Me: *wiping taco shell crumbs off her back* what?
I’m starting to suspect the cat knows more than she’s letting on but I’ll never know because she’s changed the passcode to get into her laboratory.
“Help! I can’t get my jogging trousers off!”
“We’ll have to perform an emergency trackybottomy”
Started watching that Godzilla King Kong movie and the first lines of dialogue are basically a scientist saying “Well Godzilla and King Kong are definitely going to have to fight each other, as you know they have an ancient rivalry”
Church is the worst book club ever. We’ve been talking about the same book for 2,000 years and most of us still haven’t even read it
The big twist in GODZILLA VS KONG is they both find out their mother’s name is Mothra
I’m a long-term thinker. For instance, the green bananas I bought will be delicious in 2 days.
[kelloggs meeting]
“okay so, the corn flakes box, what can we put on it?”
a chicken
“jim is there something wrong at home?”
Chopsticks are perfect for when you want to drop your food twice on its way to your mouth.
[Quarantine]
Day 1: I love the way your nose wrinkles when you’re happy.
Day 6: do you notice when you crack your toes like that?
Day 13: IT’S CALLED EATING NOT COMPETITIVE JAW CLICKING STFU WITH YOUR FACE NOISES
Pro tip: if you absolutely must speak in court, do not put air quotes around “the law”. Judges don’t like it.

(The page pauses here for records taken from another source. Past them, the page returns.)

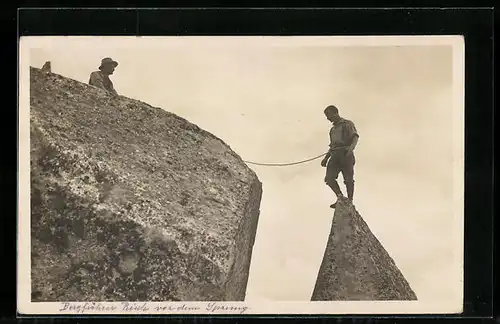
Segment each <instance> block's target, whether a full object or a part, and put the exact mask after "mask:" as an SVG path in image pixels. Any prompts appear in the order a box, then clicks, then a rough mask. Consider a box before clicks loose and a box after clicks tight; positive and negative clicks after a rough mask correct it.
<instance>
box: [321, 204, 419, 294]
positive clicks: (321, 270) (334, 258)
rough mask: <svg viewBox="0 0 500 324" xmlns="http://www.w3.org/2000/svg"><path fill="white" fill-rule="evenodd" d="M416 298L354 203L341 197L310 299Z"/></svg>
mask: <svg viewBox="0 0 500 324" xmlns="http://www.w3.org/2000/svg"><path fill="white" fill-rule="evenodd" d="M416 299H417V296H416V295H415V293H414V292H413V290H412V289H411V287H410V285H409V284H408V282H407V281H406V279H405V278H404V276H403V274H402V273H401V271H400V270H399V269H398V267H397V265H396V264H395V263H394V260H393V259H392V258H391V256H390V255H389V254H388V253H387V251H386V250H385V249H384V247H383V246H382V244H381V243H380V242H379V241H378V240H377V238H376V237H375V236H374V235H373V233H372V232H371V231H370V229H369V227H368V225H367V224H366V223H365V221H364V220H363V219H362V218H361V216H360V215H359V213H358V212H357V211H356V209H355V208H354V206H353V205H352V204H351V203H350V202H349V201H347V200H339V202H338V203H337V208H336V209H335V214H334V217H333V223H332V229H331V232H330V236H329V238H328V243H327V246H326V250H325V254H324V256H323V262H322V263H321V266H320V270H319V273H318V278H317V280H316V286H315V287H314V291H313V294H312V298H311V300H312V301H321V300H325V301H326V300H339V301H347V300H416Z"/></svg>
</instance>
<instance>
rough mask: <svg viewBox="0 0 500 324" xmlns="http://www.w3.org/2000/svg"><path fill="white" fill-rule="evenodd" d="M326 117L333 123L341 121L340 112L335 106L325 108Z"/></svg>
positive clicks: (325, 113)
mask: <svg viewBox="0 0 500 324" xmlns="http://www.w3.org/2000/svg"><path fill="white" fill-rule="evenodd" d="M324 112H325V116H326V119H328V120H329V121H331V122H333V123H334V122H336V121H338V120H339V119H340V115H339V110H338V109H337V107H335V106H334V105H330V106H328V107H326V108H325V111H324Z"/></svg>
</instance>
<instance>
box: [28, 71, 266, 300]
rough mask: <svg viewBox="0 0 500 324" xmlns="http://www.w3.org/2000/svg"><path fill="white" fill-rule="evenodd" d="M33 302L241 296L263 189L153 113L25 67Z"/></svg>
mask: <svg viewBox="0 0 500 324" xmlns="http://www.w3.org/2000/svg"><path fill="white" fill-rule="evenodd" d="M30 73H31V82H30V86H31V87H30V100H31V111H30V113H31V114H30V121H31V123H30V132H31V134H30V136H31V229H32V230H31V249H32V253H31V260H32V266H31V273H32V275H31V279H32V300H33V301H125V300H127V301H139V300H144V301H146V300H148V301H207V300H219V301H222V300H226V301H227V300H235V301H236V300H244V298H245V291H246V285H247V278H248V270H249V265H250V259H251V255H252V246H253V243H254V238H255V233H256V227H257V221H258V216H259V206H260V199H261V195H262V186H261V183H260V181H259V179H258V178H257V176H256V174H255V173H254V172H253V171H252V170H251V169H249V168H248V167H247V166H246V165H245V163H244V162H243V161H242V160H241V158H240V157H239V156H238V155H237V154H236V153H235V152H233V151H232V150H231V148H230V147H229V146H228V145H226V144H225V143H224V142H223V141H221V140H220V139H218V138H217V137H215V136H213V135H212V134H210V133H208V132H206V131H204V130H202V129H200V128H199V127H197V126H196V125H194V124H192V123H190V122H188V121H187V120H185V119H183V118H180V117H178V116H176V115H174V114H172V113H169V112H167V111H165V110H162V109H160V108H154V107H151V106H149V105H147V104H145V103H143V102H140V101H137V100H132V99H129V98H126V97H123V96H119V97H113V96H111V95H110V94H109V93H107V92H105V91H103V90H101V89H98V88H95V87H92V86H89V85H87V84H84V83H81V82H78V81H75V80H71V79H68V78H65V77H62V76H60V75H56V74H52V73H46V72H42V71H41V70H39V69H36V68H31V70H30Z"/></svg>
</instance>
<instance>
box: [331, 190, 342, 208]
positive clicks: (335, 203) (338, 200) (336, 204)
mask: <svg viewBox="0 0 500 324" xmlns="http://www.w3.org/2000/svg"><path fill="white" fill-rule="evenodd" d="M339 199H345V197H344V195H343V194H342V193H340V194H338V195H337V201H336V202H334V203H333V204H331V205H330V208H335V207H337V203H338V201H339Z"/></svg>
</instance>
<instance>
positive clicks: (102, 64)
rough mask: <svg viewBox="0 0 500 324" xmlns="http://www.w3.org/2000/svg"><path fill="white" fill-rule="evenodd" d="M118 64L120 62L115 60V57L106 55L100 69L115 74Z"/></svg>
mask: <svg viewBox="0 0 500 324" xmlns="http://www.w3.org/2000/svg"><path fill="white" fill-rule="evenodd" d="M117 66H118V62H116V61H113V59H111V58H110V57H106V58H103V59H102V61H101V66H99V70H101V71H102V72H103V73H105V74H113V72H114V71H115V68H116V67H117Z"/></svg>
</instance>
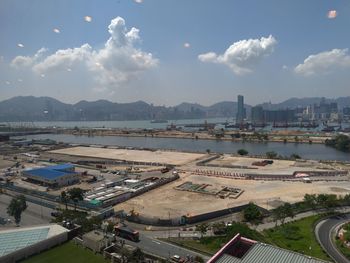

People always ask us if Die Hard is a Christmas movie and our answer is always the same: Please just rent something.
Boss: if you don’t know what to say, slamming your face on the keyboard isn’t a solution
Me: what do you mean?
Going to couples therapy with my alibi until we make it work because I’m not giving up on this relationship.
Neighbour said, “Stop using our hot tub while we’re not home!” So I only use it at night while they’re sleeping.
An epiphany I had earlier today: Most people know nothing about the past, so for them movies like Oppenheimer and Napoleon don’t have known endings
“So after the battle of Waterloo-”
“Shut up man, spoiler warning please”
**marked safe from the loose thread I thought was a spider**
Relationship status: I shout “PIZZA’S HERE” so the delivery guy doesn’t think I’m eating two pizzas by myself.
Thought it would be romantic to recreate the 12 Days of Christmas, but having 23 game birds indoors is actually a hellish nightmare.
If they cancel the Simpsons we will no longer be able to see into the future
Everybody at the party got upset when Baby Jesus turned the wine into breast milk.
No one has more ailments than a child who was put to bed.
ME: You’re saying I’m not smart enough for this job?
BOSS: Well, yes.
ME: [points to computer] Just because I can’t use the typewriter TV?
7 A.M.: I will only eat the wholesome low-calorie whole grain cereal with skim milk.
MIDNIGHT: Where are the chocolates? I must have more chocolates!